Pay particular attention to the steepness of the incline in the chart. It’s not as if mortgage rates climbed gradually and gave people much time to prepare. If you’re not shocked yet, here are some more frightening figures, courtesy of The Kobeissi Letter:

I can’t personally vouch for the accuracy of other people’s social-media postings. However, if the median homebuyer payment is nearly $3,000 per month, it’s probably reasonable to conclude that this story won’t have a happy ending.

This situation just doesn’t seem sustainable for the long term. I expect that either home prices and interest payments will come down gradually, or they’ll plummet sharply via a housing-market crash.

I’m certainly not hoping for a crash, but it’s hard to be optimistic now. The median price of a newly sold home in the U.S. is now a whopping $416,100, and the median down payment on a home exceeds $25,000.

Douglas Boneparth, certified financial planner and co-author of The Millennial Money Fix, offers an expert opinion that sums up the plight of hopeful homeowners.

“Buying a home has never been harder for your average American… and it doesn’t look like that’s really changing anytime soon,” Boneparth warned.

When will the pain pass?

It’s not difficult to find more troubling tidbits to bolster the bear case.
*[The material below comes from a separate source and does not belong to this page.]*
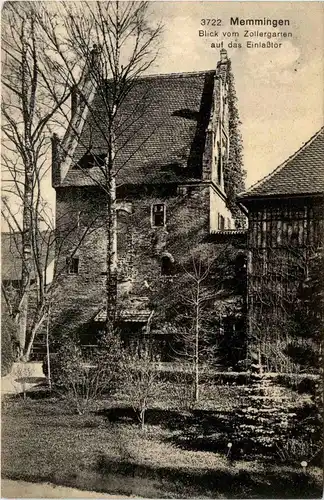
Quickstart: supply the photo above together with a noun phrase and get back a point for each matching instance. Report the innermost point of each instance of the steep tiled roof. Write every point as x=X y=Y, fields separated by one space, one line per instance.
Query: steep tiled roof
x=161 y=131
x=302 y=173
For instance, Redfin (NASDAQ:RDFN) reported that the typical homebuyer’s monthly mortgage payment in the U.S. is $2,866, up from $1,581 in August 2020.

However, the typical home price was $329,000, and the average interest rate was just 2.94% in August of 2020. It literally took a global pandemic to get home prices to that level.

If you’re looking for solace from Matthew Graham, chief operating officer at Mortgage News Daily, don’t hold your breath.

Graham conveyed an unsettling insight from professionals in the thick of the housing market, declaring, “I don’t think anybody in my community of mortgage originators would disagree that in many ways, this is worse than the great financial crisis in terms of volume and activity.”

Presumably, Graham means ultra-low home buying and selling volume/activity. On the other hand, Melissa Cohn, regional vice president of William Raveis Mortgage in New York, offered a note of hope amid the bearish chorus.

“People should know that this pain shall pass… In the next year or two years, interest rates will be lower, and people will have the ability to refinance,” Cohn predicted.

In one sense, Cohn’s forecast is indisputable; all pain passes sooner or later. I’ll also concede that the Federal Reserve isn’t likely to hold interest rates at their current levels for two full years from now.

That’s a long way off though, and there could be a whole lot of pain until then. Therefore, I’m staying far away from stocks that are highly sensitive to the current pressures in the real-estate market. These include Realty Income Corp. (NYSE:O), Simon Property Group (NYSE:SPG), Mid-America Apartment Communities (NYSE:MAA), and Rocket Companies (NYSE:RKT).

I’m not suggesting that these companies are toxic. Rather, I’m just trying to sidestep potential problems and patiently wait for the pain to pass, at which point I might be a buyer at depressed prices.